Nuclear energy’s powerful potential to advance decarbonization of the energy sector is compromised by a number of legacy issues. Historically, developers have failed to engage host communities as part of the design and development process. Plant construction has displaced indigenous communities and involved unduly high costs and lead times. Land and water resources risk contamination in the event of an accident. To reduce barriers to new nuclear energy development, these issues must be addressed.
“Many nuclear reactor designers are actively trying to avoid repeating history’s missteps by designing smaller, less complex, potentially factory-fabricable, safe reactors,” said Verma. “Increasingly, designers recognize the need to incorporate community input early on in the design process. Simultaneously, communities that are likely to host such reactor facilities are keen to provide input.
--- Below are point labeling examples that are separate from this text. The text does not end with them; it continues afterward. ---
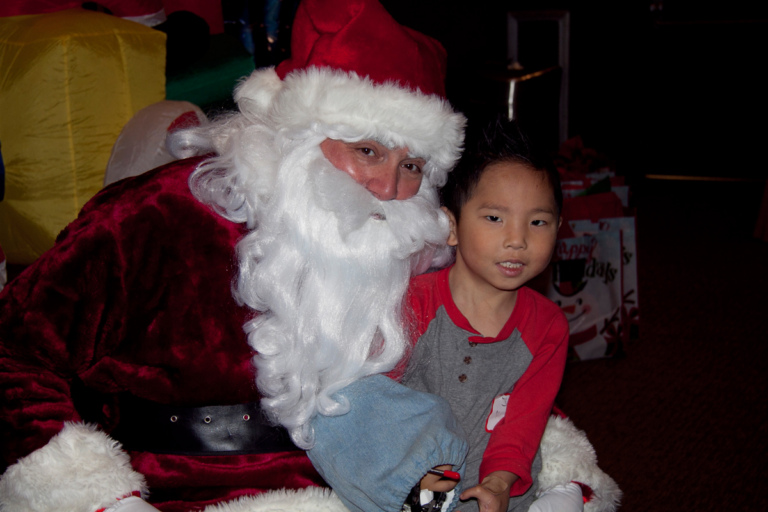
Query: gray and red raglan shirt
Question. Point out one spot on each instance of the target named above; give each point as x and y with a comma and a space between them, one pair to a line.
501, 389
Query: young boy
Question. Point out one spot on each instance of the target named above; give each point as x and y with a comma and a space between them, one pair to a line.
494, 348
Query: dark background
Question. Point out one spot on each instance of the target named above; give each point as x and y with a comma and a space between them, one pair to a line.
669, 87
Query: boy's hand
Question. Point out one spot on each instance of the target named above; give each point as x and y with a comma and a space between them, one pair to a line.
493, 492
436, 483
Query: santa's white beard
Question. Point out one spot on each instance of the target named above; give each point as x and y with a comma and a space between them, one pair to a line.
328, 265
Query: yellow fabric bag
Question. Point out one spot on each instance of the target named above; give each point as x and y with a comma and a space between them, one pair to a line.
69, 82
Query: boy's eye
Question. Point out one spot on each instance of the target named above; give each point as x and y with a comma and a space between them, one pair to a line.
367, 151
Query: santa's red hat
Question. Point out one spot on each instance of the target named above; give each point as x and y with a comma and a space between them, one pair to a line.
356, 73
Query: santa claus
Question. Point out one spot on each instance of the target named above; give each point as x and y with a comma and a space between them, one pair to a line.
127, 380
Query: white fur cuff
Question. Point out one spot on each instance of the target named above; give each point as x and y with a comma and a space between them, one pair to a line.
80, 470
568, 456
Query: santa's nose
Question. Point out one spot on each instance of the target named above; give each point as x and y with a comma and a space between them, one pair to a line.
382, 183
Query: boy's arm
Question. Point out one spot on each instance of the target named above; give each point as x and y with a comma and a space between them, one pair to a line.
515, 439
373, 455
493, 492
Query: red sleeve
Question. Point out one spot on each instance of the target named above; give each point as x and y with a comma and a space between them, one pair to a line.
515, 440
105, 287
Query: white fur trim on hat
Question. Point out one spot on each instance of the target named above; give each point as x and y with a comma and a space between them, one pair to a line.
568, 456
311, 499
80, 470
346, 106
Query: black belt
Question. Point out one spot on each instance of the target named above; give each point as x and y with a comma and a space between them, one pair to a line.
211, 430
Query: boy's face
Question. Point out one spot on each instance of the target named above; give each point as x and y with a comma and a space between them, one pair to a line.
508, 228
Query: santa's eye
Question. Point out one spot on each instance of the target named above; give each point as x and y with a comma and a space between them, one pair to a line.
367, 151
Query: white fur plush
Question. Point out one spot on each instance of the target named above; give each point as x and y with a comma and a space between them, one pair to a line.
354, 107
567, 455
80, 470
311, 499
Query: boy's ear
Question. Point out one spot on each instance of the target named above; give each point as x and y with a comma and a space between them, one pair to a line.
453, 237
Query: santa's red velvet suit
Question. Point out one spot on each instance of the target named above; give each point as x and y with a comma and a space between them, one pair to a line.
127, 330
108, 318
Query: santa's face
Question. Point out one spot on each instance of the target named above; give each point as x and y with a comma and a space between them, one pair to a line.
387, 173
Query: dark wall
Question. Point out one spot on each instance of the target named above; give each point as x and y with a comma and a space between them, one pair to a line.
676, 90
604, 45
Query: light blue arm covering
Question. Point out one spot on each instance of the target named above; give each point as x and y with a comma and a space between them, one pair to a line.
374, 455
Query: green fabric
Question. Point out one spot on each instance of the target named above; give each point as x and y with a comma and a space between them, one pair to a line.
211, 79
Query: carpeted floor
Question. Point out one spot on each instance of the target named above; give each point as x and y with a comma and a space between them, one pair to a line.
680, 422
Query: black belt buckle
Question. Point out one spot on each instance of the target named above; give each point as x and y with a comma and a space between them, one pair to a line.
210, 430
However, both designers and communities lack a systematic approach or methodology to engage with each other such that community input can be incorporated into reactor design. This marks a critical gap in current advanced nuclear reactor development efforts – a gap we seek to fill through this work.”
“I’m excited to see Dr. Verma take the lead nationally in advancing the knowledge of the issues beyond technology development that are critical to successful deployment,” said NERS Department Chair Todd Allen.
Verma’s interdisciplinary project team and partners include Shanna Daly, Co-PI (Mechanical Engineering); Michael Craig, Co-PI (SEAS); Diane Hirshberg (University of Alaska Anchorage); Tim Kalke (Sustainable Energy for Galena, AK); Joseph Halackna (Westinghouse); Harold Maguire (Westinghouse); Kara Colton (Energy Communities Alliance). Student researchers on this team include River Bennett (NERS), Xiao Guo (UM SEAS) and Peter Wacnik (Mechanical Engineering). They will be joined by NERS student Nathan Piersma over the summer.
“I see the Catalyst grant as the starting point for a long-term research project,” said Verma. “Through the Catalyst project, we are exploring ways to design nuclear energy technologies in inclusive and participatory ways. More broadly, I believe such participatory design approaches are needed for the development of energy technologies as well as large physical infrastructure. As we plan for a transition to equitable, low- to zero-carbon energy and physical infrastructure systems, we, as engineers and developers of these systems, should actively be asking ourselves how these systems can be designed, developed, and governed in equitable ways.”